Honorary Editor Emeritus of ''Heraldry in Canada'', he was a Fellow of the
Royal Heraldry Society of Canada and a Distinguished Fellow of the American
College of Heraldry. He was a contributor to various publications in Canada,
the United States and the Commonwealth. For many years his column ''Brave
Yesterdays' appeared in ''Legion'' magazine. He was the published author of
nine books, most of them military in nature, including his autobiography,
''The General Who Never Was'' and ''How to be Scottish, A Guide for North
Americans.'' Colonel Galloway was an Honorary Life Member and Past President
of Ottawa Branch (No. 16) Royal Canadian Legion and an Honorary Past
Commander of Pinellas County Post No. 144 of the Royal Canadian Legion in
St. Petersburg, Florida, U.S.A. He was also Honorary President of the former
Ottawa and District Garrison Sergeants Association and an Honorary Life
Member and Past President of the United Services Institute of Ottawa and an
Honorary Life Member of The Royal Canadian Regiment Association of London,
The Regiment of Canadian Guards Association and the Governor General's Foot
Guards Association of Ottawa. For some years he was a member of the Royal
Canadian Military Institute in Toronto and of the Cavalry and Guards Club,
London, England. He was co-founder, with Mr. John Aimers, of the Monarchist
League of Canada. A 1949 graduate of the Canadian Army Staff College, he was
graduated from the National Defence College in 1962. His wartime service was
with the Royal Canadian Regiment in the UK, Sicily, Italy and the
Netherlands and with the 2nd London Irish Rifles (British Army) in the North
African campaign. His record is unique in that he was present with his
regiment in twenty-five of the twenty- seven actions for which it was
awarded Battle Honours by the Crown. In addition, he was present with the
London Irish during the winning of three of its Battle Honours. He was
wounded once. In the 1945 Ontario provincial election Colonel Galloway was
unanimously nominated to oppose the Hon. Mitchell Hepburn, a former premier
of Ontario, in the riding of Elgin, but was unable to return from Europe in
time to stand. In 1964, while commander of Fort Churchill, Colonel Galloway
received the Boy Scouts of Canada ''Thanks Badge''. In 1975 the Mayor of the
Italian city of Rimini presented him at a public ceremony with the city's
''Medaglio d'Argento'' for his wartime services in that country, in
particular the liberation of Rimini in Sept. 1944. In 1967 while Military
Attache at the Canadian Embassy in Bonn, Germany, he was awarded the
Canadian Centennial Medal. He was awarded the Queen Elizabeth II Silver
Jubilee Medal in 1977, the Canadian 125-year Medal in 1992, and the Queen
Elizabeth II Golden Jubilee Medal in 2002. On retirement from the regular
army in 1969, Colonel Galloway tried his hand at federal politics and, in
the 1972 general election, contested the riding of Ottawa-Carleton with the
Rt. Hon. John Turner, later Prime Minister of Canada, but was defeated. 

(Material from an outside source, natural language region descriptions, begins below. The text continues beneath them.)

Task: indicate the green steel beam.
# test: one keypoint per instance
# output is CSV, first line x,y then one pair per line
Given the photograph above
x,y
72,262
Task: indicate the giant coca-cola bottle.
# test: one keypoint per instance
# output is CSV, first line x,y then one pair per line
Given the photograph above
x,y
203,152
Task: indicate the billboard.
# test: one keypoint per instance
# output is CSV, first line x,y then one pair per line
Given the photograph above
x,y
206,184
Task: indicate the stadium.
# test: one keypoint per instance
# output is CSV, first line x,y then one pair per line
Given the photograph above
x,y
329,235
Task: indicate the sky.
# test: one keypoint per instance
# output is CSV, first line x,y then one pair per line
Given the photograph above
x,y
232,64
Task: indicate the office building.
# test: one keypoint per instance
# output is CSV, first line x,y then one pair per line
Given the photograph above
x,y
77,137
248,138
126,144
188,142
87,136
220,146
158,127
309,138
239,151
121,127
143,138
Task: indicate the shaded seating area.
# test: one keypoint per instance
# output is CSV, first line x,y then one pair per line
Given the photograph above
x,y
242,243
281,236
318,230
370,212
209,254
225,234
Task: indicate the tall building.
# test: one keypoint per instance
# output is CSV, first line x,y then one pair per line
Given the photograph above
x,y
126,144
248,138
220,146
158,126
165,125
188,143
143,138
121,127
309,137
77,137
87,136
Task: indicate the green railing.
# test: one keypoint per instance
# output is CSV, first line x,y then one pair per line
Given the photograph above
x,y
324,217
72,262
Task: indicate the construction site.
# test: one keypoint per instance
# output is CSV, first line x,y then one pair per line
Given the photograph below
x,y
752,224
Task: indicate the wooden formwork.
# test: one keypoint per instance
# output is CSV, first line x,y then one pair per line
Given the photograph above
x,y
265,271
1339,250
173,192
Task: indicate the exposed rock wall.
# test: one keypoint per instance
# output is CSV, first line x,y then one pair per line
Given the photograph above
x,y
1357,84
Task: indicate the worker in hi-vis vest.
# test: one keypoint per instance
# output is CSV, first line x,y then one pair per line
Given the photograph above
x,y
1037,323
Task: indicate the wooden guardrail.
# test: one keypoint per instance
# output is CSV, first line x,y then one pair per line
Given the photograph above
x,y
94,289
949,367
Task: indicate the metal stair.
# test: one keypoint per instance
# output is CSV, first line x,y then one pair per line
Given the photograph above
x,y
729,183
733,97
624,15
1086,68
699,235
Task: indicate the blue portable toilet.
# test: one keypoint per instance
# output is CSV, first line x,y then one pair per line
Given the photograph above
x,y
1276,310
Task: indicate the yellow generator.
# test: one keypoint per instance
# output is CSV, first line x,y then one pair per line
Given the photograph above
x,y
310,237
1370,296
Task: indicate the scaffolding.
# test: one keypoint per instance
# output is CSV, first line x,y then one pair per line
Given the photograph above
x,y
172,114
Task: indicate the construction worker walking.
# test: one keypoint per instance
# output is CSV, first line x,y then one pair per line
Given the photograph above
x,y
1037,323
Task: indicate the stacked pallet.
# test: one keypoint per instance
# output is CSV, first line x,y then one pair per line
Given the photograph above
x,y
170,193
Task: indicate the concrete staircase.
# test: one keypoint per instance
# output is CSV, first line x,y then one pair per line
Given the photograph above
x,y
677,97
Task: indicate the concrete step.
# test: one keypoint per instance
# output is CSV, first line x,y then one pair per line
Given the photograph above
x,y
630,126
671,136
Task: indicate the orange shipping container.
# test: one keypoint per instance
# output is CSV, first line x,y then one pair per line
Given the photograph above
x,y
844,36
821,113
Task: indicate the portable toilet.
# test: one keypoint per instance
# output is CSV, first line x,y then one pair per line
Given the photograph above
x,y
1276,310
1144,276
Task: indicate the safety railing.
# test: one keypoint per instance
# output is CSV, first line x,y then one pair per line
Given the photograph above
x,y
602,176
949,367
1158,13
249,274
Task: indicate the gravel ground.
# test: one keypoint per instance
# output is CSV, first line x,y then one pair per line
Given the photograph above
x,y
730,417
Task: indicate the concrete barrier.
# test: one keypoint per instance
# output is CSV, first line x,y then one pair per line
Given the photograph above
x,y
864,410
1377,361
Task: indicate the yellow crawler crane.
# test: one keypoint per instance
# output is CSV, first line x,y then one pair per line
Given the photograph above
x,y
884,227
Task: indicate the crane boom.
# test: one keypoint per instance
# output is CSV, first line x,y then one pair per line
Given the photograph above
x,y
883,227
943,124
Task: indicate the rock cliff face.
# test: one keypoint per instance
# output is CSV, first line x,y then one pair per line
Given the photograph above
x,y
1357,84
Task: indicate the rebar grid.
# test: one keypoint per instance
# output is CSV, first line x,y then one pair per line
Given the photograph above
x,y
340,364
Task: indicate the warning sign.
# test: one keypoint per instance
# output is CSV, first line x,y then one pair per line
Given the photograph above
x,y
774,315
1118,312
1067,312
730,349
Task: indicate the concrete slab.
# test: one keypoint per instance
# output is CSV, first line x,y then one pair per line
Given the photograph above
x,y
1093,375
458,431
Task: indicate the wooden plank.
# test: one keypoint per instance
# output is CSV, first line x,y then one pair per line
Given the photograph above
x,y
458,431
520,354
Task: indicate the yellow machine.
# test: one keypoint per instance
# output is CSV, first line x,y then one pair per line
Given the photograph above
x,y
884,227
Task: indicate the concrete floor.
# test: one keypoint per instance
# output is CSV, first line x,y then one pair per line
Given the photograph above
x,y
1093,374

The ever loving husband of the late Jean Caroline Love, B.A., his beloved
wife for 54 years, he is survived by his two much loved daughters, Jean
Caroline (Mrs. Robert W. Blackburn, of Ottawa) and Rosemary Dawn (Mrs. Mark
G. Armstrong, of Toronto) and two grandsons, Robert Galloway-Blackburn and
Alexandre Galloway-Blackburn, both of Ottawa. Surviving him also is his
younger brother, Charles T. P. Galloway, retired President of the National
Life Assurance Company of Canada, and his family, of Toronto and Bolton.
Colonel Galloway was born in Humboldt, Saskatchewan. 

Friends may visit at the Central Chapel of Hulse, Playfair & McGarry 315
McLeod Street, Ottawa on Sunday, August 15th from 2-4 and 7-9 p.m. and on
Monday, August 16th, 2004 from 2-4 p.m. Funeral Service at St. Bartholomew's
Anglican Church, 125 Mackay Street, Ottawa on Tuesday, August 17th at 11:00
a.m. A reception will follow in the Parish Hall. Interment in Beechwood
Cemetery. Floral tributes gratefully declined. Donations to The National
Palliative Care Programme, Order of St. Lazarus, Suite 100, 1435 Caledon
Place, Ottawa, ON, K1G 3H3, or to a charity of donor's choice would be
appreciated.


----------



## mudgunner49 (16 Aug 2004)

RIP, Sir...


Blake


----------



## Armymedic (18 Aug 2004)

RSM of 3 RCR today said Mr Galloway's passing was an end of an era for the Regt.

Pro Patria


----------



## GerryCan (19 Aug 2004)

R.I.P.

Pro Patria!


----------



## Gun Shy (19 Aug 2004)

Lest we Forget.


----------



## Slim (19 Aug 2004)

Sir

Sleep well, you've earned it.

 

Slim


----------



## Cloud Cover (19 Aug 2004)

Lest we forget.


----------



## Jungle (19 Aug 2004)

RIP Sir...


----------